# Matrix notation and conventions
M C M Wright, ISVR, University of Southampton

In [1]:
%pylab inline

Populating the interactive namespace from numpy and matplotlib


## Series overview

## Notebook overview
This notebook describes the mathematical notations and conventions for matrix algebra and its representation in Python/NumPy. There are actually two ways to represent matrices in NumPy, and each has its own syntax. We'll describe both but only use one in subsequent notebooks.

## Simultaneous equations
Consider a set of three linear equations in three unknowns:

$$
\begin{align}
3x+5y+2z &= 25.9, \\
4x+2y+2z &= 19.4, \\
3x+y &=10.5. 
\end{align}
$$

Here $x$, $y$ and $z$ might represent the unit costs of three different drinks and the RHSs are the costs of three rounds of drinks. We can write this system of equations like this:

$$
\begin{pmatrix} 3 & 5 & 2 \\
4 & 2 & 2 \\
3 & 1 & 0 \end{pmatrix}
\begin{pmatrix} x\\ y \\ z\end{pmatrix} = \begin{pmatrix} 25.9\\ 19.4 \\ 10.5\end{pmatrix}.
$$

The first array of numbers in parentheses is a *matrix*, specifically a $3\times 3$ matrix, which contains $9$ *elements*. The second array in parentheses is a *vector*, as is the RHS. Writing the matrix followed by the vector implies that they are multiplied. Each *row* (horizontal line) of the matrix contains the numbers of each drink that went into the corresponding round. Each element on the RHS of our equation is formed by taking the **scalar product** between a row of the matrix and the vector of unknowns. 

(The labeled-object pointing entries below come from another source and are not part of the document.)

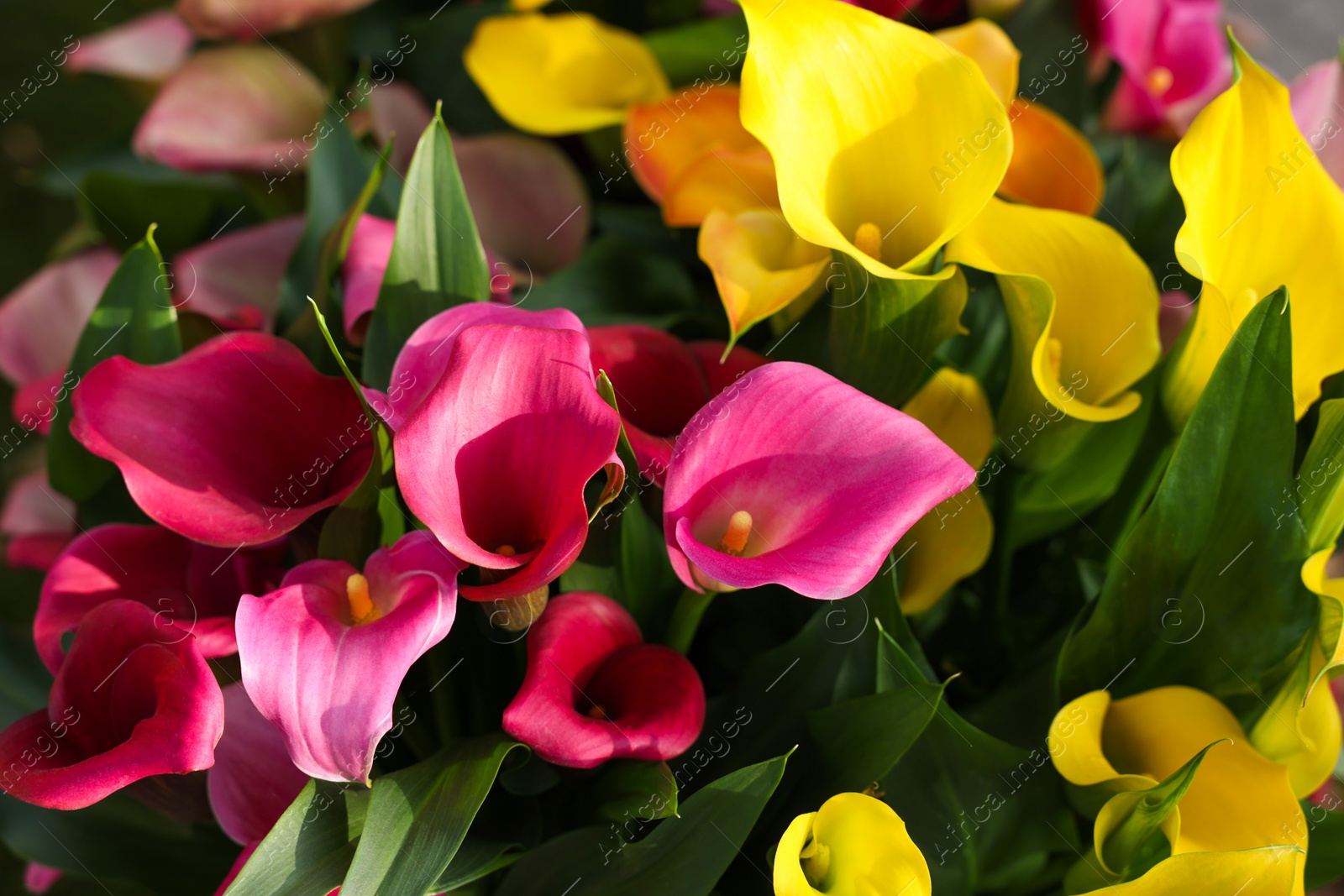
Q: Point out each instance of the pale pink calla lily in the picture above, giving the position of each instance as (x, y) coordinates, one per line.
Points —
(235, 278)
(252, 19)
(796, 479)
(234, 443)
(40, 322)
(595, 691)
(134, 699)
(323, 656)
(421, 363)
(1175, 60)
(248, 107)
(150, 47)
(192, 587)
(253, 781)
(37, 521)
(1317, 101)
(496, 457)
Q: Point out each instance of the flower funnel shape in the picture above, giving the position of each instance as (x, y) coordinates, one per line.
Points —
(192, 587)
(796, 479)
(234, 443)
(134, 699)
(595, 691)
(324, 654)
(496, 457)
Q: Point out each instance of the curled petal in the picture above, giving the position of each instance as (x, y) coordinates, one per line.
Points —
(237, 443)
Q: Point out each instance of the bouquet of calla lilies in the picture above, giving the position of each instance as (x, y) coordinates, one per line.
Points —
(867, 448)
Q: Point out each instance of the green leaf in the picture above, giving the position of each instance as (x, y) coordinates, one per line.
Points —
(683, 856)
(705, 50)
(617, 282)
(120, 839)
(1209, 553)
(437, 257)
(885, 331)
(420, 815)
(134, 317)
(311, 846)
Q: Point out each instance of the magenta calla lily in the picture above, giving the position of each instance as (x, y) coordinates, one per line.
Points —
(234, 443)
(595, 691)
(37, 523)
(1175, 60)
(235, 278)
(496, 457)
(150, 47)
(324, 654)
(134, 699)
(253, 781)
(190, 586)
(796, 479)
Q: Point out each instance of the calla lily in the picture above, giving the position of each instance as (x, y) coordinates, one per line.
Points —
(1173, 60)
(37, 521)
(1082, 307)
(660, 383)
(421, 363)
(812, 495)
(691, 155)
(953, 540)
(595, 691)
(759, 266)
(853, 844)
(496, 457)
(178, 432)
(253, 781)
(250, 19)
(864, 165)
(40, 322)
(561, 74)
(235, 277)
(234, 107)
(1316, 97)
(190, 586)
(1261, 212)
(134, 699)
(1236, 801)
(323, 656)
(150, 47)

Matrices with the same number of rows are columns are *square matrices*. Matrices don't have to be square;  when used to reresent systems of simultaneous equations like this square matrices correspond to systems with as many equations as unknowns. When writing the dimensions of a matrix the height (number of rows) comes first, so a $4\times 3$ matrix is taller than it is wide.

In the same way that we use letters to name variables with single values, e.g., $x = 3$, we'll also use letters to represent matrices and vectors and it's common practice to set them bold and upright, so we can write our equation in this way:

$$
\mathbf{Ax} = \mathbf{b}.
$$

We'll use lower-case letters for vectors and capitals for matrices. Neither of these conventions are universally followed. When writing by hand it's usual to underline the letters that represent vectors and some people find it helpful to double underline the  letters that represent matrices (in the days of handwritten manuscripts underlining a word or phrase was an instruction to the compositor to emphasise it, by setting it either bold or italic).

## NumPy representation 1

**[If you're familiar with MATLAB watch out for the differences]**

We can represent matrices and vectors with numpy arrays so we can form $\mathbf{A}$ and $\mathbf{b}$ like this:

In [2]:
A = array([[3, 5, 2], [4, 2, 2], [3, 1, 0]])
b = array([25.9, 19.4, 10.5])

We use a nested list (list of lists) to construct the matrix, with the inner lists corresponding to the rows.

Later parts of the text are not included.